Over the past few years, Bargatin and researchers in his lab have been working on these plate mechanical metamaterials: Structures that are super thin, perhaps just a few tens of nanometers, but big enough that you can hold them in your hands. The nanocardboard breakthrough was published in Nature Communications last year.
As they honed their materials, they realized that the very lightness of the material opened the door to light-driven movement — initially, just brief levitation but eventually, perhaps, sustained controlled flight.

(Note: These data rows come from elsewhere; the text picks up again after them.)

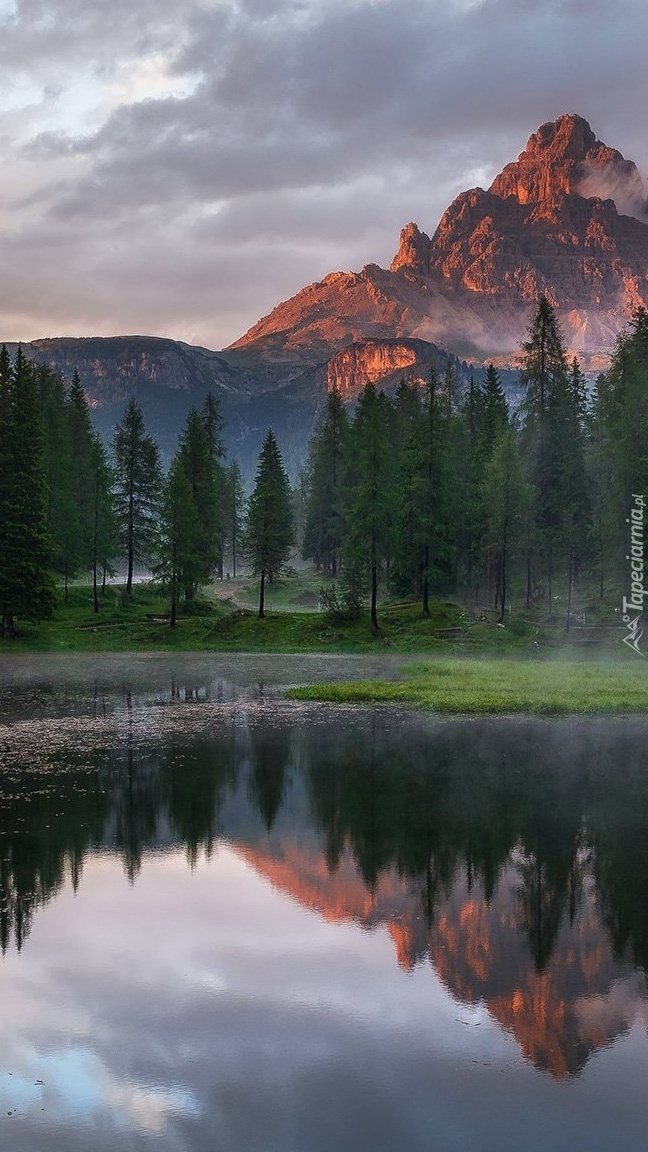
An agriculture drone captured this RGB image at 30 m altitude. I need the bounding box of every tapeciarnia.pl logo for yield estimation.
[621,492,648,655]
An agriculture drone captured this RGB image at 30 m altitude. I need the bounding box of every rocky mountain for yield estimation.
[12,115,648,463]
[228,115,648,364]
[7,336,315,477]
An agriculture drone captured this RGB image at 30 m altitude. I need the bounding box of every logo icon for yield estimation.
[623,615,643,655]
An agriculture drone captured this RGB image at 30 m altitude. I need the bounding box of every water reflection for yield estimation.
[0,681,648,1077]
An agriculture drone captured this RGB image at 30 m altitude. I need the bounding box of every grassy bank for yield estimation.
[288,657,648,715]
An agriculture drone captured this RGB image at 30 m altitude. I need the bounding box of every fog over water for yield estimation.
[0,657,648,1152]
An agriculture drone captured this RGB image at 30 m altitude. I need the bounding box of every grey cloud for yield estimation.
[0,0,648,344]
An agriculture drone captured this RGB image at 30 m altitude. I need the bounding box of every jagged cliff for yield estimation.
[232,115,648,362]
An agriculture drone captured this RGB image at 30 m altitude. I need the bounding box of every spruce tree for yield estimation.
[244,429,294,620]
[344,384,397,630]
[302,388,348,577]
[225,460,244,578]
[178,408,223,600]
[520,297,589,614]
[481,423,530,623]
[0,348,55,637]
[112,399,161,596]
[155,449,201,628]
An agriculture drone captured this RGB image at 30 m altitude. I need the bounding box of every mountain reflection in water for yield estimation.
[0,682,648,1077]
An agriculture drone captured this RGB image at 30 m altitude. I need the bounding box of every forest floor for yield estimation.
[0,573,648,714]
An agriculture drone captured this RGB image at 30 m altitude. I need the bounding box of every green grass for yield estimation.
[0,585,228,653]
[288,658,648,715]
[0,573,631,677]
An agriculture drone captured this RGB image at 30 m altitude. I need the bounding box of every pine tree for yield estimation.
[344,384,397,630]
[520,297,589,613]
[589,309,648,590]
[112,400,161,596]
[225,460,244,579]
[0,348,55,636]
[35,364,84,600]
[244,430,294,620]
[202,392,227,579]
[89,432,119,612]
[155,450,201,628]
[302,388,348,577]
[482,423,530,623]
[178,408,223,600]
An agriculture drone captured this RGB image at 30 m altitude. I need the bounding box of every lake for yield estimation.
[0,655,648,1152]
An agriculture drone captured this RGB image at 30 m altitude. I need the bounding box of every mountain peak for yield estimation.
[490,113,645,214]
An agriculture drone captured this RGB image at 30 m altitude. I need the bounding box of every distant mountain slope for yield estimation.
[231,115,648,363]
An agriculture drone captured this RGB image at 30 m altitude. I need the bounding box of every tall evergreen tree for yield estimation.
[202,392,227,579]
[89,432,119,612]
[35,364,79,600]
[302,388,348,576]
[589,309,648,590]
[112,399,161,596]
[482,423,530,623]
[244,429,294,620]
[155,450,201,628]
[345,384,397,630]
[178,408,223,600]
[520,297,588,613]
[224,460,244,578]
[0,348,55,636]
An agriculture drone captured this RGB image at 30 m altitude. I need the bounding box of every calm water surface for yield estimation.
[0,657,648,1152]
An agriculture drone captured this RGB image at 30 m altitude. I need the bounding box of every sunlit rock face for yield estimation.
[325,340,447,400]
[228,115,648,366]
[428,116,648,351]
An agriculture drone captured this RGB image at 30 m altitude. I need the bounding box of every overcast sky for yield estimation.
[0,0,648,348]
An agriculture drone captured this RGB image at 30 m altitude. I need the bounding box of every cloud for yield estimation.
[0,0,648,347]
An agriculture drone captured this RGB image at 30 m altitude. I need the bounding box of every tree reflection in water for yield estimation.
[0,684,648,1075]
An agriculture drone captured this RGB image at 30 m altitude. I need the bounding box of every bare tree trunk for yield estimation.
[258,568,265,620]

Bargatin just received a prestigious CAREER Award from the National Science Foundation to pursue this tantalizing possibility.

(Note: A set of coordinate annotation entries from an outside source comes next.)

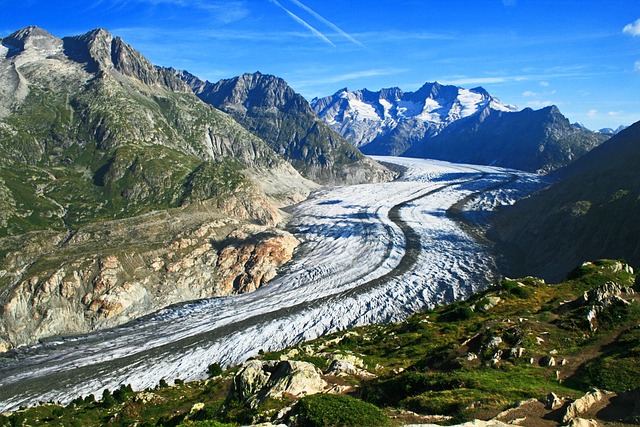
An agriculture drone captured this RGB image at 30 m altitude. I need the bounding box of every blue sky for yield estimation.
[0,0,640,129]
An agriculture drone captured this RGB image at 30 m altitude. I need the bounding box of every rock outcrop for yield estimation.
[562,389,607,423]
[0,27,318,351]
[0,213,298,351]
[229,360,327,407]
[173,70,394,184]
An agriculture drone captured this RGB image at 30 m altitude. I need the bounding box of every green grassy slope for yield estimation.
[0,261,640,426]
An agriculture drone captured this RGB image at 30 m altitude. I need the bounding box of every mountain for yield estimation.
[403,106,608,173]
[174,71,392,184]
[6,260,640,427]
[312,82,607,172]
[597,125,627,136]
[0,27,317,351]
[494,122,640,280]
[311,82,515,155]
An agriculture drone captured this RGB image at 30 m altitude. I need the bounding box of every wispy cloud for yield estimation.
[269,0,336,47]
[290,68,408,89]
[438,66,608,87]
[622,19,640,36]
[291,0,364,47]
[93,0,249,24]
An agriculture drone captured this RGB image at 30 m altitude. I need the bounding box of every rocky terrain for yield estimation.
[311,82,515,156]
[0,260,640,427]
[175,71,393,184]
[494,118,640,280]
[0,27,318,350]
[312,82,609,173]
[403,106,609,173]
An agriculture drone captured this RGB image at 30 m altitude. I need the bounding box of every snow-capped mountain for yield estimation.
[596,125,628,136]
[311,82,517,155]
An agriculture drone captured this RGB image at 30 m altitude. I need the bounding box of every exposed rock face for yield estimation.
[494,123,640,281]
[0,27,318,351]
[230,360,327,407]
[562,389,606,423]
[173,70,393,184]
[311,82,515,155]
[0,214,298,351]
[312,82,608,172]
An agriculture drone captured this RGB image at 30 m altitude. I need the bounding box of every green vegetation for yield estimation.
[297,394,389,427]
[0,260,640,427]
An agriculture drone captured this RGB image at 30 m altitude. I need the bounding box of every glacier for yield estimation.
[0,157,545,412]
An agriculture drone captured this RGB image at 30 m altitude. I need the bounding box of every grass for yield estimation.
[0,261,640,426]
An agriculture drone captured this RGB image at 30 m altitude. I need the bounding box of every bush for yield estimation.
[101,388,117,408]
[438,306,473,322]
[207,363,222,378]
[566,357,640,393]
[502,280,531,299]
[296,394,389,427]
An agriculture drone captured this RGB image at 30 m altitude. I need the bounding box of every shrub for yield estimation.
[102,388,117,408]
[207,363,222,378]
[438,306,473,322]
[502,280,531,299]
[296,394,389,427]
[566,357,640,393]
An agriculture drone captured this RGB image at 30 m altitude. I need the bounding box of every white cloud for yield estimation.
[93,0,249,24]
[527,100,562,108]
[269,0,336,47]
[291,0,364,47]
[289,68,407,90]
[622,19,640,36]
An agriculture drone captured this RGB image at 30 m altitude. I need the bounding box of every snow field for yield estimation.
[0,157,540,411]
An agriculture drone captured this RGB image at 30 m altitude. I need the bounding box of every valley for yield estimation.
[0,157,544,411]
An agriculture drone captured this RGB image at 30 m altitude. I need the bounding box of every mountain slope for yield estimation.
[0,261,640,427]
[495,122,640,280]
[311,82,514,155]
[312,83,608,172]
[176,71,391,184]
[0,27,317,351]
[403,106,608,173]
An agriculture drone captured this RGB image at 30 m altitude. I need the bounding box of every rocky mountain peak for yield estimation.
[2,26,61,56]
[213,72,296,108]
[407,82,458,102]
[57,28,190,92]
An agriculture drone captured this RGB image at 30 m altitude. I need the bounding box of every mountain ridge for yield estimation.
[312,82,609,173]
[0,27,318,351]
[174,70,392,184]
[493,122,640,280]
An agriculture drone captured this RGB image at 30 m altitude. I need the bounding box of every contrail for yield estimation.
[291,0,365,47]
[269,0,336,47]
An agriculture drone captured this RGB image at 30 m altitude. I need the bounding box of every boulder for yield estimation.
[567,418,600,427]
[325,360,358,375]
[230,360,327,408]
[543,393,562,411]
[562,389,605,423]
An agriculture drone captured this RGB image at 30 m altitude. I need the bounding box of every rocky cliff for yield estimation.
[494,119,640,280]
[312,82,608,173]
[403,106,609,173]
[0,207,298,350]
[0,27,317,349]
[174,71,393,184]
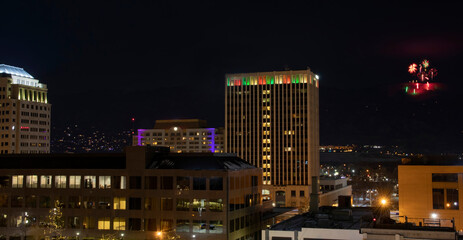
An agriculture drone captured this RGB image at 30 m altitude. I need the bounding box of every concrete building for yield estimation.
[0,64,51,154]
[133,119,224,153]
[398,160,463,232]
[225,70,320,207]
[320,177,352,206]
[262,208,456,240]
[0,146,262,240]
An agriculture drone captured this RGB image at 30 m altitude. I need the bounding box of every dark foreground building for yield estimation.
[0,146,262,240]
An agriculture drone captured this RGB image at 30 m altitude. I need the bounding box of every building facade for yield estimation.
[225,70,320,207]
[398,162,463,232]
[0,146,262,240]
[133,119,224,153]
[0,64,51,154]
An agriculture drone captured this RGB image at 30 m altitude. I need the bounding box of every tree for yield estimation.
[44,200,66,239]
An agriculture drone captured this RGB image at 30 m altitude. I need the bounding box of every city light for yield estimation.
[381,198,387,207]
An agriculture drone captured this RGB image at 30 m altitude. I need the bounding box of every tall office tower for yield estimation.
[225,70,320,207]
[0,64,51,154]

Bargatin was inspired by a simple instrument that’s been around for more than a century, a device known as a Crookes radiometer. (You may have had one in your house as a kid or seen one in a glassblower’s shop.) Also known as a light mill, the instrument is essentially a glass bulb under partial vacuum with paper vanes that are black on one side and white on the other.

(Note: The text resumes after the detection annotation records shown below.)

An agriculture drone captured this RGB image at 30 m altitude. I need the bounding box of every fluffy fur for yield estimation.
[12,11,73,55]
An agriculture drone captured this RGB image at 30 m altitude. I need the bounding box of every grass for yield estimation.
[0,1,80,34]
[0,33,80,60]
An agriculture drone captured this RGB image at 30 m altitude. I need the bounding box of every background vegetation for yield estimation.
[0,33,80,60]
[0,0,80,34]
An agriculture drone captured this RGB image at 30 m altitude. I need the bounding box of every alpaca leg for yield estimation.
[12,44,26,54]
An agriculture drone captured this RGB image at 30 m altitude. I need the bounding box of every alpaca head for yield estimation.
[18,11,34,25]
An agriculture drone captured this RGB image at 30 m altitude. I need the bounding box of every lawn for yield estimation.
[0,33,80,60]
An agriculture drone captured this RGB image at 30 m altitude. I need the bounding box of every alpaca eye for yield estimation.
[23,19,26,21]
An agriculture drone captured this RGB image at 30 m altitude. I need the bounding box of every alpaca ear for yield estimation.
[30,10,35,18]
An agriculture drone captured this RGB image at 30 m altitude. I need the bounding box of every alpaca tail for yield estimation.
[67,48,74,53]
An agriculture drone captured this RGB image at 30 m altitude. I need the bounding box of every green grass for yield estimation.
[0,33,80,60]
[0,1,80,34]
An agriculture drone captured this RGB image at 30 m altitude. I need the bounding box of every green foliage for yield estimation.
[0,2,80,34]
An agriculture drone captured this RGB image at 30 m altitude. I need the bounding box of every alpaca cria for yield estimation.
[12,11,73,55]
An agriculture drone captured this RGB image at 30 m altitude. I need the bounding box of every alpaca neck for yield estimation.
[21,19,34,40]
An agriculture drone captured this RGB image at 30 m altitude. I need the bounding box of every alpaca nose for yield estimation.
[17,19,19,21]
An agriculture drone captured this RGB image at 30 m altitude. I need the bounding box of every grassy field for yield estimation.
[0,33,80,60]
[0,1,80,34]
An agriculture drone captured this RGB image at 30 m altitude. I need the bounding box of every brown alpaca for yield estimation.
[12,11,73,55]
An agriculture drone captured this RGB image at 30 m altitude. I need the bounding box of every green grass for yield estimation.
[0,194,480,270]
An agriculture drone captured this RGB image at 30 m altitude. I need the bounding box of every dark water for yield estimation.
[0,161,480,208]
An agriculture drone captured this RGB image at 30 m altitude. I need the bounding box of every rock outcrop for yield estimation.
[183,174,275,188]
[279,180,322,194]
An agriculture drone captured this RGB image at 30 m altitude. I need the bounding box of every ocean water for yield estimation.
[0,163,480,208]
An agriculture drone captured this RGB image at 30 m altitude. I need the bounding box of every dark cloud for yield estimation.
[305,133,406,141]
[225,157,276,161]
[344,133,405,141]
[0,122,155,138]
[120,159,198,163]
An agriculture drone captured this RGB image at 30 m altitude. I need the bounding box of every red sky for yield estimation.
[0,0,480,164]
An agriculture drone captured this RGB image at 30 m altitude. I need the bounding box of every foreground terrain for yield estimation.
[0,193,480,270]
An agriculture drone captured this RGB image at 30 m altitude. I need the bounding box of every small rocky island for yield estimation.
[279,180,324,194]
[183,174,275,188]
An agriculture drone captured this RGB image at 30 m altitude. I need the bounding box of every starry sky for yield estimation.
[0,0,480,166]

When the radiometer is exposed to sunlight, the black sides of the vanes absorb some of the energy and heat up a little bit.
“What’s happening then is the air molecules hit the black side, absorb some of the heat, and then leave with a higher speed than it came in with. In physics, we know that whenever you have a change of momentum, or speed, there must be a recoil, there must be a reaction force. The recoil pushes harder on the hotter black sides than the cooler white sides of the vanes and can make the Crookes radiometer rotate pretty quickly if you put it out in direct sunlight,” Bargatin says.
“Sometimes people think that the Crookes radiometer is driven by light pressure,” he adds. “The light pressure is obviously there, but it is much smaller and points the opposite way. The force that we observe and use is a thermal effect, based on the interaction between the gas molecules and a heated solid.”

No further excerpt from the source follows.